Director: Alexander Payne
Starring: Matthew Broderick, Reese Witherspoon, Chris Klein
Year: 1999
Election was not what I was expecting. I remember another MTV movie, Jailbait, that came out around the same time, so I had some idea what was coming, some boundary-pushing sexuality, some juvenile humor, at least enough to get young adults to tune in. But Election was more than a taste of the illicit, it was the whole pie, and it went to a dark, twisted, perverted place faster than I was perhaps ready for. That said, I don’t mind ‘wrong’, and this film was definitely wrong, from its sexualization of teens to its playful attitude toward infidelity. Or maybe that’s reading too much into what is ultimately laughter at the expense at someone else’s unhappiness, and a real unusual riot.
Mr. McAllister is a popular teacher at a Nebraska high school, popular and powerful; teacher of the year, student government advisor, you name it. But there’s one girl at school who he simply can’t stand, for good reasons and bad, and that’s Tracy Flick. Tracy is an overachiever, a constant talker, a go-getter, a girl who gets things done, a real bulldozer, if you will. She’s set to win Class President, again, but this time Mr. M might decide to stand in the way. He pushes the most popular boy at school, Paul Metzler, to run against Tracy, which sets off a series of events that will shake up the school, the city, and multiple unsuspecting lives.

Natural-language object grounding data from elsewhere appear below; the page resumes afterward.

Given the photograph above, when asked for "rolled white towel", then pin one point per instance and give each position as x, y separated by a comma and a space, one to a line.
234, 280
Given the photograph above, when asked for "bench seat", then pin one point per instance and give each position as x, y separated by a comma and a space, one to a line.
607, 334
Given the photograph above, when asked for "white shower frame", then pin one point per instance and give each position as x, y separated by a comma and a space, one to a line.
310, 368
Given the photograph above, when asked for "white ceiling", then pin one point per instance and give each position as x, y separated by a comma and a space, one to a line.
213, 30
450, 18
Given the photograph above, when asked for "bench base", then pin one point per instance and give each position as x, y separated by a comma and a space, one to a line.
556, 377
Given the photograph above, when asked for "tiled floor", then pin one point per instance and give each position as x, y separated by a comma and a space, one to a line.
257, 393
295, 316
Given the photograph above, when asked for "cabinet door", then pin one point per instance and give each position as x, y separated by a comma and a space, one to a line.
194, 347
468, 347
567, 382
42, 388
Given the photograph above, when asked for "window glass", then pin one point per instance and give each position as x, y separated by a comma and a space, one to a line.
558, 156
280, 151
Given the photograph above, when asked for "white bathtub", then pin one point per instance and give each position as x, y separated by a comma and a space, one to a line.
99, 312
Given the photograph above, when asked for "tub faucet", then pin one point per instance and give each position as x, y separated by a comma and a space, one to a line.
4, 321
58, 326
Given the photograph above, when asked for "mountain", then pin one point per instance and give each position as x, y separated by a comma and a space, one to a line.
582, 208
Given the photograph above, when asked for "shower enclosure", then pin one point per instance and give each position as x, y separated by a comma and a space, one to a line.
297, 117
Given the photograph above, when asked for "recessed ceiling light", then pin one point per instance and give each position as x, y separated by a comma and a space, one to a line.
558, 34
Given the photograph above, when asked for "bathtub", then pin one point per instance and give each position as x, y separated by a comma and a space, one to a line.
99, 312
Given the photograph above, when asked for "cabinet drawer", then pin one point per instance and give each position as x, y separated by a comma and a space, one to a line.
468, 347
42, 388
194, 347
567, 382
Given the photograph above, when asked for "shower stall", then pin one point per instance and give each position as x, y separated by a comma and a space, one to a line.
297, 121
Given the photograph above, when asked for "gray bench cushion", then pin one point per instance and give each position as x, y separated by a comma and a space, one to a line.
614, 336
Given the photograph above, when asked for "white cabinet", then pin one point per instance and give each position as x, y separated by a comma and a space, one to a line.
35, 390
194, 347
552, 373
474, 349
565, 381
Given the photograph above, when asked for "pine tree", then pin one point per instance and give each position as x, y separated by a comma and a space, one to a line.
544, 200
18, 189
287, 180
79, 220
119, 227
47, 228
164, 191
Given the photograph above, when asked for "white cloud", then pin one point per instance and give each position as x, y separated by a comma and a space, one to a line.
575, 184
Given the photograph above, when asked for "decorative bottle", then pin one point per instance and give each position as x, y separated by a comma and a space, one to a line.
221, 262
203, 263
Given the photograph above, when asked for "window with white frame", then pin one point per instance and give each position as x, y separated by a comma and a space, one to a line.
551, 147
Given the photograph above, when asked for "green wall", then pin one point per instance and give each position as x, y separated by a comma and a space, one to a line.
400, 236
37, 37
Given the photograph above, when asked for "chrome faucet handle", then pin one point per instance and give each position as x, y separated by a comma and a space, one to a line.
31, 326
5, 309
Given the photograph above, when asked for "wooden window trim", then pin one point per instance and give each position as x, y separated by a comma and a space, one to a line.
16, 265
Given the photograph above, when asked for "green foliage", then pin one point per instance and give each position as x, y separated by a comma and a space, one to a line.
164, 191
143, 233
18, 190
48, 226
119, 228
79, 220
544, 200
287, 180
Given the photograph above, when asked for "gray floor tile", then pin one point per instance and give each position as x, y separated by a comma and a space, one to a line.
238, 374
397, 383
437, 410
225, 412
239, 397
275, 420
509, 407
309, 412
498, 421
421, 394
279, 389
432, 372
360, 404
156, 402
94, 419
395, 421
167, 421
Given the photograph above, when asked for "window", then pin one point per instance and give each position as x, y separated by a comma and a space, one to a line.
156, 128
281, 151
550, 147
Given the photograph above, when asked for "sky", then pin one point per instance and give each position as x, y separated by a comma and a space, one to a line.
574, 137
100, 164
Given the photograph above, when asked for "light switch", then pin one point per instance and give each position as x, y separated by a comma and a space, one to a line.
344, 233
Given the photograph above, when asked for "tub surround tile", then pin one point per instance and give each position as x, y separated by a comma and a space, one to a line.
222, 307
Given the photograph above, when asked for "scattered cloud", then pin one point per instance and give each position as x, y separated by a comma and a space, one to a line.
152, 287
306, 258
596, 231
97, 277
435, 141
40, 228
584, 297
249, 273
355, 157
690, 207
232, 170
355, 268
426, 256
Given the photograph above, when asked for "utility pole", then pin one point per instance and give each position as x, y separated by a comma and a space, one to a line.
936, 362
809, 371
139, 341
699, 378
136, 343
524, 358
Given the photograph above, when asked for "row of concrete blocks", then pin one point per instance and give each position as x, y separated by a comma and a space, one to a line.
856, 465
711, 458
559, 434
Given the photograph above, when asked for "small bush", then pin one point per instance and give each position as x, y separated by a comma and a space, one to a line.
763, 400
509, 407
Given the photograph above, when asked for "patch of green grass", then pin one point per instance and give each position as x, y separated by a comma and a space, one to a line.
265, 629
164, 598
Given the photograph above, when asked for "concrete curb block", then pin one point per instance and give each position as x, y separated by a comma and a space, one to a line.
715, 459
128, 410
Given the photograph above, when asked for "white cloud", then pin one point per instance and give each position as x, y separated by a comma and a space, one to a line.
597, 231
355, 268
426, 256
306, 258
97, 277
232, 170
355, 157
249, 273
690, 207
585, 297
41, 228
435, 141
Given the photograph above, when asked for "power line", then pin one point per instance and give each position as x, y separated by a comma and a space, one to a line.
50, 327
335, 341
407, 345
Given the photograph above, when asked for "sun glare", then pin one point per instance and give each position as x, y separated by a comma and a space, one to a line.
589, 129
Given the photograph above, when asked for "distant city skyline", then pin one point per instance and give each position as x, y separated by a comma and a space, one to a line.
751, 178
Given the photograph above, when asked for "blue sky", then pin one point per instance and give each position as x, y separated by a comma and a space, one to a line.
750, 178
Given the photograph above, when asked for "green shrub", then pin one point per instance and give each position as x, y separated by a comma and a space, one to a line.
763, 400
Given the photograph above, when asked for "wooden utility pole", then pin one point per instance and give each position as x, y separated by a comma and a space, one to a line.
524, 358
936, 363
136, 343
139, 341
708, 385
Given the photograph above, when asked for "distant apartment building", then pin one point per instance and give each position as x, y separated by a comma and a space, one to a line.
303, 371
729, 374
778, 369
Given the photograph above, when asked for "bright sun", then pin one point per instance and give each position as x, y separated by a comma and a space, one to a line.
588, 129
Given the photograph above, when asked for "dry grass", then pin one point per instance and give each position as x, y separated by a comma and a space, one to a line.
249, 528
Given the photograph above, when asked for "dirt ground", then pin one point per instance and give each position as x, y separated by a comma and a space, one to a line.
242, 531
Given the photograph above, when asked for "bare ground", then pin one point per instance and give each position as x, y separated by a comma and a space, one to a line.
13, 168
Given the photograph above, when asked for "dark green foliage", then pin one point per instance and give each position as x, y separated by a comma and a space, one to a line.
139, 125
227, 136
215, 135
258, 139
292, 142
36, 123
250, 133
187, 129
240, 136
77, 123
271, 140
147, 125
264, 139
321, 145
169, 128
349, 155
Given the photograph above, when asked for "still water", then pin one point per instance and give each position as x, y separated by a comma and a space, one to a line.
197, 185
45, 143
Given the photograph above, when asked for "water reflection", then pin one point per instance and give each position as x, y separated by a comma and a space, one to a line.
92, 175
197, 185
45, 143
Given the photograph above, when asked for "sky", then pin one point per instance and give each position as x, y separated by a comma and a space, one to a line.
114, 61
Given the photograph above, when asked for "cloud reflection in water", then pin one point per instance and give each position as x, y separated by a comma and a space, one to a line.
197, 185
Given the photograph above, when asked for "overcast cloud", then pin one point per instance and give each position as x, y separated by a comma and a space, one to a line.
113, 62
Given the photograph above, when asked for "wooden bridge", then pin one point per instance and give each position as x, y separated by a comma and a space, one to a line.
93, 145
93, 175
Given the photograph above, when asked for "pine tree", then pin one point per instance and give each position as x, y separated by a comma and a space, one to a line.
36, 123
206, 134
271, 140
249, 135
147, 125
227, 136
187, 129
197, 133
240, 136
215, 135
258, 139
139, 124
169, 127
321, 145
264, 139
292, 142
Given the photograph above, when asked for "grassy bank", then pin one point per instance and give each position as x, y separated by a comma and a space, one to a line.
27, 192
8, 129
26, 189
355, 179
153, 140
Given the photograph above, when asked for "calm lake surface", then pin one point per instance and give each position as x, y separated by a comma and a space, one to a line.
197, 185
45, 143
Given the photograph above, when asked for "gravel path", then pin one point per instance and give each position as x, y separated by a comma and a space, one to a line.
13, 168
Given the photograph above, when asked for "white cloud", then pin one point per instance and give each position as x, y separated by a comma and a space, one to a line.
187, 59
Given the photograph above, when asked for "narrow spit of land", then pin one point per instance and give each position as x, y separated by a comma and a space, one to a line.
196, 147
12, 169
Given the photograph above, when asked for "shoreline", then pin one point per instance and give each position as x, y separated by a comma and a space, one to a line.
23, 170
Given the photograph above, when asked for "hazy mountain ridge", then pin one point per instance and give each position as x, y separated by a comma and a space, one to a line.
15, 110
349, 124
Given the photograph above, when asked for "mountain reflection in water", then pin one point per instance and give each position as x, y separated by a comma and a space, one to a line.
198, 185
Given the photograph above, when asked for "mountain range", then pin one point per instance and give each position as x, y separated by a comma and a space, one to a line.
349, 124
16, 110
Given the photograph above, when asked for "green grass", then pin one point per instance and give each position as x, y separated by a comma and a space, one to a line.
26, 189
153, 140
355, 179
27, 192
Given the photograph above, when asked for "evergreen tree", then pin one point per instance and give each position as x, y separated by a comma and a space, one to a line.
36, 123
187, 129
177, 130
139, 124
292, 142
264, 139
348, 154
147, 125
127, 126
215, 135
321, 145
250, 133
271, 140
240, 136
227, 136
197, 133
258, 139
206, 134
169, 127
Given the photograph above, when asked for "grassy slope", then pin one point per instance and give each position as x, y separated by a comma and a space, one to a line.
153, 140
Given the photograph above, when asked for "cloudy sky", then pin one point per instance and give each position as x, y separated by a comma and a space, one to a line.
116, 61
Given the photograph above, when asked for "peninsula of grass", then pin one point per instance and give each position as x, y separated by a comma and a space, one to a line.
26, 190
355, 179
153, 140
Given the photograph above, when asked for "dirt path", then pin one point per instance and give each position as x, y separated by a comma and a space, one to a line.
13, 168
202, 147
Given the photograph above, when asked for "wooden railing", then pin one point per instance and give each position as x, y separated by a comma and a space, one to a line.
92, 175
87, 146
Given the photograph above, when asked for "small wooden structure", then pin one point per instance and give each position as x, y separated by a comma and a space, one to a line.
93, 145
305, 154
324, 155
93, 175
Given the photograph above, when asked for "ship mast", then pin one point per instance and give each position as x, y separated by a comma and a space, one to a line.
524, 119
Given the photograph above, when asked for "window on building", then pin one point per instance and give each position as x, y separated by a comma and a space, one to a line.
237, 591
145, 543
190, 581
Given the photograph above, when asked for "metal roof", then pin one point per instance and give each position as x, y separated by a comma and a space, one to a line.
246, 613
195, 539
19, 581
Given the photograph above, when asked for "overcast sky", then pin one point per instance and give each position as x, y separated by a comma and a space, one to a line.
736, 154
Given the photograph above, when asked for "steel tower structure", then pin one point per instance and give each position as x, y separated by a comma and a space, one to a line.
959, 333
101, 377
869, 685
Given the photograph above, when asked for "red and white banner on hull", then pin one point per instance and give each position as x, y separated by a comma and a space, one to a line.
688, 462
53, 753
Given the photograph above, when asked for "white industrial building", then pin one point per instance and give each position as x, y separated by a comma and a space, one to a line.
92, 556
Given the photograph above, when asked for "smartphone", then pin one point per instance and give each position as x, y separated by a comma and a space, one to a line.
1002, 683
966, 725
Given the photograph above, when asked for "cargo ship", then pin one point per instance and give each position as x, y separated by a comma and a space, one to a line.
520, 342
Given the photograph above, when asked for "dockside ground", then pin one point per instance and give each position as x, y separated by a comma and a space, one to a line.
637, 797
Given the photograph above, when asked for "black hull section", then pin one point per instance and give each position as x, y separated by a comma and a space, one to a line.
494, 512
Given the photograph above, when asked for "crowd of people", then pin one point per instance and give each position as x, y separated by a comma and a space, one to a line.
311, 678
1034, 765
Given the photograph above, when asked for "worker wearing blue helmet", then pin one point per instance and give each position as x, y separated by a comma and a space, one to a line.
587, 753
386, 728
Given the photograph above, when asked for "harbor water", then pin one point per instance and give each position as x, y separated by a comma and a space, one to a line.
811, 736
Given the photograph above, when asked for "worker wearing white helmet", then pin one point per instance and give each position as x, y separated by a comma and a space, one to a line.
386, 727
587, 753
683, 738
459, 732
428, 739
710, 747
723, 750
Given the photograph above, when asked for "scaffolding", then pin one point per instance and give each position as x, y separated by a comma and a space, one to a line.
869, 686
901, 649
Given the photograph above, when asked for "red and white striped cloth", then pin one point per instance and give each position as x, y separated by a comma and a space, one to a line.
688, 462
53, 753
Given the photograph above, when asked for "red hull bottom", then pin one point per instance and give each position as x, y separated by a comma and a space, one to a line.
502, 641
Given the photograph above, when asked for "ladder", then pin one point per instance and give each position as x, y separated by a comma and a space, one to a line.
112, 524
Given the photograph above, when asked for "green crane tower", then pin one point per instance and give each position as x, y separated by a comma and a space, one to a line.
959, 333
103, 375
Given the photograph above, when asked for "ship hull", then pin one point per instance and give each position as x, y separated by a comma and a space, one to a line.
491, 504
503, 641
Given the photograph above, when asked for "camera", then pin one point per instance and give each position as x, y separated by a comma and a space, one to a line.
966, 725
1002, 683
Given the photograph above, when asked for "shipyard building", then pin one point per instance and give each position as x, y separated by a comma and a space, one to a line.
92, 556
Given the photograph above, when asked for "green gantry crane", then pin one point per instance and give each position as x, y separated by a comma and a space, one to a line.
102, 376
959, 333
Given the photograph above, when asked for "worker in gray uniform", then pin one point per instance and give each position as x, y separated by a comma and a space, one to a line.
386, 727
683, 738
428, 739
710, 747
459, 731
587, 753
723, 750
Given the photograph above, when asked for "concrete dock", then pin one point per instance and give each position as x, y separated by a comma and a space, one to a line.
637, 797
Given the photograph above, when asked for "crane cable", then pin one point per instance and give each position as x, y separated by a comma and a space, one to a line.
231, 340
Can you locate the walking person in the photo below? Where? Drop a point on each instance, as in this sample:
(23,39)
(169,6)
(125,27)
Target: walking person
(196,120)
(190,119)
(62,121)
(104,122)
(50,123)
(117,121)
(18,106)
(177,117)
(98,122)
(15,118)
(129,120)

This was the real start of Alexander Payne’s career, the rest was history, but a history of ups & downs: About Schmidt, Sideways, The Descendants, Nebraska, Downsizing. He’s a fun director, he knows what he wants to say, and how he wants to paint the world, sometimes we just don’t want to see it that way. Election is a film that could rub people the wrong way, very wrong in fact, or it could tickle you in a place where you don’t often admit to being tickled. Not that, perv; I’m talking about something darker. This a black comedy if ever there was one, a cruel trick on humanity that’s both hard to watch and awesome to see unfold. Thing Fargo meets American Pie? I don’t know, something weird like that; this movie is hard to describe. It’s bizarre, it’s twisted, it’s crude, it’s accurate, and the entire time the cast is playing up the joke/farce/moral perfectly. Broderick is excellent, Witherspoon is phenomenal, Klein is great as the big dumb quarterback, and Election works because it’s so wacky, so rude, and so unashamed.